Maraş Pazarcık depremi 7,7, Elbistan 7,6 büyüklükte. Karada olan en büyük depremlerden biri. Daha önce örneği yok. Önceden olanlar denizdendi ve onlar bile ne kadar yıkıcıydı.
Aslında ilk deprem sonrası herkes işe koyuldu ama ikinci deprem de sert oldu. Binaların bir kısmı o depremden sonra yıkıldı. Deprem öyle şiddetli ki, Adana-Antep yolu resmen ikiye bölünmüş durumda. Evler patır patır yıkıldı. Böyle bir depreme bina bile dayanır mı? Henüz bunun cevabını bilmiyoruz.

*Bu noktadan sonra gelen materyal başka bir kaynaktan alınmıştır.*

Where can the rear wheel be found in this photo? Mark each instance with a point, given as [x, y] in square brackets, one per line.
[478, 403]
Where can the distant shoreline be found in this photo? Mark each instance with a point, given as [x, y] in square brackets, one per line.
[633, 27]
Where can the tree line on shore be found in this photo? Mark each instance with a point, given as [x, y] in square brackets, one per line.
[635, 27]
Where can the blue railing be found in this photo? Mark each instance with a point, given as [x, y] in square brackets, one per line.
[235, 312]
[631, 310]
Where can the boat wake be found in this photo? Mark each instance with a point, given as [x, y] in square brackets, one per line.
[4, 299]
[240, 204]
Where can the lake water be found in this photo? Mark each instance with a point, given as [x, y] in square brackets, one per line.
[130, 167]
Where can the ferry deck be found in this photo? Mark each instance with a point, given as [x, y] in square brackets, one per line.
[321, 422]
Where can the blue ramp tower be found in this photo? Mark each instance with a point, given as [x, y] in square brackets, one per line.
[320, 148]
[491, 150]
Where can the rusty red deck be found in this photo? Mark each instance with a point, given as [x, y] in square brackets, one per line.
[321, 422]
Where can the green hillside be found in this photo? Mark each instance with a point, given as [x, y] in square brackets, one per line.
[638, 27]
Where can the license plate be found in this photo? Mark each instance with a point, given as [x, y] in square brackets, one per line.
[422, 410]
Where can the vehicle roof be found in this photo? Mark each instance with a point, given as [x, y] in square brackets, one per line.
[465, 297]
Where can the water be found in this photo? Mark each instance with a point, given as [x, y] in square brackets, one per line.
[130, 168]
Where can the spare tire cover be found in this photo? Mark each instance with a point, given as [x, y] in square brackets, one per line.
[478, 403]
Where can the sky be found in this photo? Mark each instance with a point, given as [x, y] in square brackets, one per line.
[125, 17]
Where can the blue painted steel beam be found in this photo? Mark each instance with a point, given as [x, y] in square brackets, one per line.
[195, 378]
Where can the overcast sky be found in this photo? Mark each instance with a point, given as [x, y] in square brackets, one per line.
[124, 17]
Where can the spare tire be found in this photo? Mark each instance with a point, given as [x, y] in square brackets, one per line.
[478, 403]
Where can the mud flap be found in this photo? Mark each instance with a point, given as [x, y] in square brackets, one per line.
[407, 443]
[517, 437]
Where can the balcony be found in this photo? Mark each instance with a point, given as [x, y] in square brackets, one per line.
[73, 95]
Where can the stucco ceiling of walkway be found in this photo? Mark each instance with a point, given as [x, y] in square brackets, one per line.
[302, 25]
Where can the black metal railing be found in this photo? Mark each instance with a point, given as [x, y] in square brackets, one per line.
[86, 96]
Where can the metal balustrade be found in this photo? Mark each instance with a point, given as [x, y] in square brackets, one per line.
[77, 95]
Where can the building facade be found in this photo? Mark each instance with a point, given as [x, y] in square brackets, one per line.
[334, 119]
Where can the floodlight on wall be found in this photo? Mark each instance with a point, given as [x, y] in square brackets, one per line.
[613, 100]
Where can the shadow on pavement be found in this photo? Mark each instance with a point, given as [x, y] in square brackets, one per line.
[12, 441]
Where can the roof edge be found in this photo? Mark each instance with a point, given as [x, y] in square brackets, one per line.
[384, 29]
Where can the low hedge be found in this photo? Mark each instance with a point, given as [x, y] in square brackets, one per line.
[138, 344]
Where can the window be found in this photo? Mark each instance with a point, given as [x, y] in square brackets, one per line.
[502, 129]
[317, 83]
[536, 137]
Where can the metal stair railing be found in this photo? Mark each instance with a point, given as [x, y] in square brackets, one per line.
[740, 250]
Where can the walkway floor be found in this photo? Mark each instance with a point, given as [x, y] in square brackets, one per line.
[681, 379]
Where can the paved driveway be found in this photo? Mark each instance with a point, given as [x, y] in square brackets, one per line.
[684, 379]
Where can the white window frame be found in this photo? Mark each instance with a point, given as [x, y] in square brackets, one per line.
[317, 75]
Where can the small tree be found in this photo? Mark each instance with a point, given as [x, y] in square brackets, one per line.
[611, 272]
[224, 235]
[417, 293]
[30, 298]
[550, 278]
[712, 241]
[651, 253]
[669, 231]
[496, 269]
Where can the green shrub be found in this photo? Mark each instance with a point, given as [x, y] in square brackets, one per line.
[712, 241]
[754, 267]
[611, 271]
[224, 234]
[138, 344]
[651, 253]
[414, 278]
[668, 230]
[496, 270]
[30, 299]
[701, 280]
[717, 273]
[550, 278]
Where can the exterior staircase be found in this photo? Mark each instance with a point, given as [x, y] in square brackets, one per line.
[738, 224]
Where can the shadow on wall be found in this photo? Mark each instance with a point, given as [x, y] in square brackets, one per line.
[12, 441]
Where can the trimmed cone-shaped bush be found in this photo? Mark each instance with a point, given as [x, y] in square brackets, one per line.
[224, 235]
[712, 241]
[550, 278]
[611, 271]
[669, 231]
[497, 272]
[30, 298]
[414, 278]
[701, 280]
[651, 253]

Depremde anlar bile ne kadar önemli. Oturup kendi reklamını yapan da var, olayın ciddiyetini bilmeyen de. Devlet ilk başta sıkıntılar olsa da olaya el koydu. AFAD, bakanlıklar, Kızılay gerekenleri yaptı.

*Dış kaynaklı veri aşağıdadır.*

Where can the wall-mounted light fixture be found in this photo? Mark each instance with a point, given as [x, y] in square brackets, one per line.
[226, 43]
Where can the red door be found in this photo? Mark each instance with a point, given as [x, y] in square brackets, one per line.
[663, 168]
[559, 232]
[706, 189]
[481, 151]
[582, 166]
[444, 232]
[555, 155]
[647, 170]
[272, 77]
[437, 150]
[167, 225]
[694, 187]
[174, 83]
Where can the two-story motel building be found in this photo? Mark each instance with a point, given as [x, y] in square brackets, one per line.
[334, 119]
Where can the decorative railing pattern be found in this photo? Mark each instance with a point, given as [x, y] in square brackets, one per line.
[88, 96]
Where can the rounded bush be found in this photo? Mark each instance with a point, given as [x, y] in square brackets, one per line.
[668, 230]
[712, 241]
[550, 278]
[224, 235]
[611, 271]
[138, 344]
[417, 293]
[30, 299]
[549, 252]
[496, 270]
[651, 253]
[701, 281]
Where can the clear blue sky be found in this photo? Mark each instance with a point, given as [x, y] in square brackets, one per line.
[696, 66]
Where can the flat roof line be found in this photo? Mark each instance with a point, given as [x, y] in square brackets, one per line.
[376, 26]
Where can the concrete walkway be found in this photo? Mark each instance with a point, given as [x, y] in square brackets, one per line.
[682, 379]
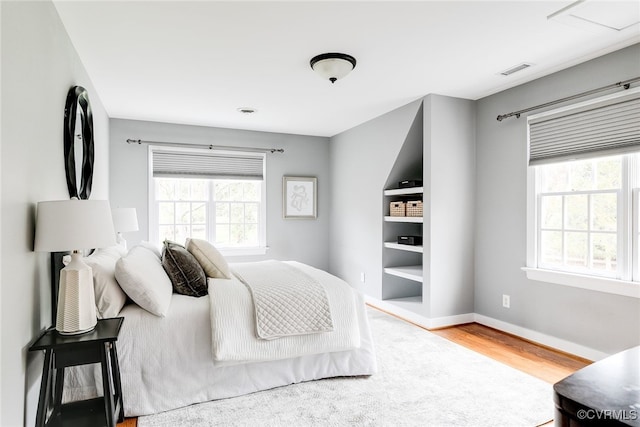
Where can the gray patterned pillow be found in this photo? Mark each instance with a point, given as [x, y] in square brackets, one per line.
[186, 274]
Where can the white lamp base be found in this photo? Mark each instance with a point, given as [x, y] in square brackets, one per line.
[76, 301]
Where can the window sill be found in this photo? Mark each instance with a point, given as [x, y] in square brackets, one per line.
[592, 283]
[229, 252]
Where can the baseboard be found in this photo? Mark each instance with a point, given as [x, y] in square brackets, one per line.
[540, 338]
[519, 331]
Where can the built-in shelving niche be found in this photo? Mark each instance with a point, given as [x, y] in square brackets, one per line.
[402, 276]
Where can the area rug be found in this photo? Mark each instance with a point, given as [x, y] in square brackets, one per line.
[422, 380]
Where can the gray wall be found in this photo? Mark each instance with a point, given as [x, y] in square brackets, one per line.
[39, 65]
[361, 160]
[304, 240]
[601, 321]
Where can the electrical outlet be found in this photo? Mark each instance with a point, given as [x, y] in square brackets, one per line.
[506, 301]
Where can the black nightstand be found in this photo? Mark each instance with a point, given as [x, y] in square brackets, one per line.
[63, 351]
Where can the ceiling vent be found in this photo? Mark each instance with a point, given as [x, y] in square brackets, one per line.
[515, 69]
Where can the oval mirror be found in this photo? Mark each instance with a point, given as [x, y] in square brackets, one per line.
[78, 143]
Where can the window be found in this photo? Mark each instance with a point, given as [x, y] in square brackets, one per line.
[581, 226]
[200, 201]
[583, 209]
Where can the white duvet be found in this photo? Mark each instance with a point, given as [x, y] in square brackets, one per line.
[167, 363]
[233, 322]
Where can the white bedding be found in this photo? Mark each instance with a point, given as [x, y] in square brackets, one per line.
[234, 328]
[167, 363]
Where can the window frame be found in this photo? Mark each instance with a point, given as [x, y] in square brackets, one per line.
[153, 219]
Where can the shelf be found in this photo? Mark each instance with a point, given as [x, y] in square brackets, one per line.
[408, 248]
[412, 219]
[411, 272]
[406, 300]
[404, 191]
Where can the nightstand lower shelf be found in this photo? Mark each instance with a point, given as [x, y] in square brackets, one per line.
[84, 413]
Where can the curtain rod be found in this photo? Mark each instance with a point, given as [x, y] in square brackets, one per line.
[209, 146]
[625, 84]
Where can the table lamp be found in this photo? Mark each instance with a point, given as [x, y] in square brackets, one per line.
[124, 220]
[74, 225]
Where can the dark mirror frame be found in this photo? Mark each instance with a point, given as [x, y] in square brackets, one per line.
[78, 100]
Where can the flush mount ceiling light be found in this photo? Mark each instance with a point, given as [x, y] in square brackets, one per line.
[333, 66]
[516, 68]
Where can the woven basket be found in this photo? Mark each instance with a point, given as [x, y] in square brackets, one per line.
[397, 208]
[414, 208]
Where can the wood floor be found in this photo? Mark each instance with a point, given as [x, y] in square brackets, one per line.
[544, 363]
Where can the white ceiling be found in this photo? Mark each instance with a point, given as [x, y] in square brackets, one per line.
[197, 62]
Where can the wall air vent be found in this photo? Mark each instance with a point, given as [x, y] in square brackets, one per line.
[515, 69]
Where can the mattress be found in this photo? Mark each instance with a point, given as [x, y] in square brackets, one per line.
[167, 363]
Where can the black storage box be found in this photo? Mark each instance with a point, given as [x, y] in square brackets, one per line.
[410, 240]
[410, 183]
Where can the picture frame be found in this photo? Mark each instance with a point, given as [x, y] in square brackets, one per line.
[299, 197]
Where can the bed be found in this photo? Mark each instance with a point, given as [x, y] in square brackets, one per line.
[168, 362]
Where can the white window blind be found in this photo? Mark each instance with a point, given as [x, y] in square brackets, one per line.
[210, 165]
[609, 125]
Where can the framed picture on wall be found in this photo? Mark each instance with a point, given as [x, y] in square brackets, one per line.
[299, 197]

Olayı kendi reklamına çevirenler de var. Sanki devletin kurumları hiçbir şey yapmıyormuş gibi davrananlar var. Deprem ilk olduğunda önce bazı yollar onarıldı. Üstüne ağır iklim şartları ve karı da ekleyin.
Sanki bazı yardım kuruluşları olmasa, bazı sözde fenomenler olmasa devlet gerekeni yapmayacak. Arama kurtarma ciddi iş. Profesyonellik ister. Sıradan adam ne yapabilir? Ya da vinci iyi kullanmazsan enkaz altındakini öldürürsün. Ya burası sizlerin reklamını yapma yeri mi?

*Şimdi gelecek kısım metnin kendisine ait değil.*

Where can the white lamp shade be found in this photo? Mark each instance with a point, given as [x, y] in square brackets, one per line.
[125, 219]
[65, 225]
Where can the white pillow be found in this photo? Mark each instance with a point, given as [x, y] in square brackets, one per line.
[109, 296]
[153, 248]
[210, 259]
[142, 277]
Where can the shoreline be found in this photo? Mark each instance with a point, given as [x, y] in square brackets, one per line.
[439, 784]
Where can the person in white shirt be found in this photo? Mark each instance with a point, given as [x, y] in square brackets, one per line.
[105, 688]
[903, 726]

Kemal Kılıçdaroğlu’na ne demeli? Daha deprem yeni olmuş, yok Erdoğan’la yan yana gelmem, yok bizim belediyeler yaptı her şeyi. Ankara Büyükşehir Hatay Havalimanının molozlarını kaldırmış sadece. İGA tamiratını yapıyor. Adam biz yapıyoruz diyor. Havalimanı işi profesyonellik ister. Buna rağmen yalan söyleniyor. Denizden ve karadan İskenderun’daki yangına müdahale ediliyor, İstanbul Büyükşehir biz yaptık diyor. Ne gerek var yalan söylemeye...
Allah’tan halk organize ve bölgeye yardım akıyor. Sadece ülkemizden değil dünyanın her yerinden yardımlar yapılıyor. Tayvan’da vekiller bir maaşlarını verdi. Her ülke topladığı yardımı iletiyor. Bunlar güzel gelişmeler.
Tabii 10 ilimizde ağır yıkım var. Akrabasını kaybeden, yakınları ölen binler var. Hayatta kalanların psikolojileri nasıl olacak? Hayata tekrar nasıl adapte olabilecekler? 7-8 akrabasını birden kaybedenler var.
Mesela İslahiye’de 500'e yakın cesedin çadırlarda beklediğini bana yazdılar, çünkü sahibi çıkmamış. Anlaşılan bazı aileler komple ölmüş.
Bir okurum Gaziantep’in iki ilçesi hakkındaki gözlemlerini bana yazmış. Aynen aktarıyorum...
Gaziantep’in iki ilçesi.
Şehirde hasar görmemiş tek bina yok neredeyse. Yüzlerce tamamen çökmüş bina var.
7/8 katlı binalar tost gibi olmuş.
100 bin kişiyle müdahale edilse de sadece İslahiye ilçesinde günlerce sürer kurtarma işleri.
Şehir neredeyse boşalmış. Kalan insanlarda derin sessizlik var. Kimisi enkazdan cenazesinin çıkmasını bekliyor, kimisinin de gidebileceği bir yer yok.
Yemek gıda konusunda sorun yok, onlarca yardım tırı şehrin belli bölgelerinde bekliyor ve bir izdiham da yok. Enkazlardan çıkan cenazelerin biri bekletiliyor, zira sahip çıkan olmamış.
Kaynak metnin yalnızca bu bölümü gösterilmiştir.